In Fig 11, you'll see your Knowledge Base module in action, retrieving key facts you need for solving the problem: NYC's population of 8.8 million, vehicle emissions data, and Luxembourg's annual carbon output.

In Fig 12, you'll see your Calculation module performing precise mathematical operations. Notice how it breaks down the complex calculation into manageable steps.

In Fig 13, you'll see your Comparison module analyszing the relationship between two emission values. The module calculates NYC emissions and Luxembourg's annual output to determine the ratio and percentage difference.

In Fig 14, you'll see how all the separate module outputs come together to form your final, comprehensive answer.

How do you choose the right technique?

Different techniques excel at different tasks:

• Use Chain-of-Thought for mathematical reasoning, logical deduction, and when you need to break a problem into clear sequential steps
• Try Tree-of-Thoughts for complex planning problems, puzzles, or when there are multiple valid approaches to explore
• Apply Few-Shot when you have examples of the desired behaviour, and the task pattern is consistent
• Implement Self-Consistency when accuracy is critical and you can afford multiple generation attempts
• Use ReAct when external information or tools are needed to solve a problem, or for multi-step decision-making tasks
• Try Reflection for programming, writing tasks, or any situation where evaluation and improvement cycles would help
• Apply Structured Prompting for analytical tasks requiring thorough consideration of multiple factors
• Use MRKL when you're tackling problems that require specialised expertise across multiple domains simultaneously.

Conclusion

When you're working with AI, how you ask questions matters just as much as the tool you're using. The prompt techniques we've covered give you practical ways to get better answers from LLMs without needing to change the models themselves.

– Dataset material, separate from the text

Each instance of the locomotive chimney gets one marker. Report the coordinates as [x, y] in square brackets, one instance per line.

You might find Chain-of-Thought works best when you need to break down complex math or reasoning problems. Tree-of-Thoughts can help when you're exploring multiple solution paths for puzzles or planning challenges. And when you need specialised expertise across different fields, MRKL approaches connect your questions to the right tools and knowledge.

Recent breakthroughs in Generative AI and Large Language Models have shown that even simple prompting changes can yield impressive improvements. Just adding "*Let's think step by step*" to your question can dramatically enhance the quality of responses. Crazy right?

As you try these approaches with your projects, you'll develop a sense for which techniques work best in different situations.

As you try these approaches with your projects, you'll develop a sense of which techniques work best in different situations. Start simple, then add more sophisticated methods when needed. Even small changes to how you phrase your questions can lead to much better results.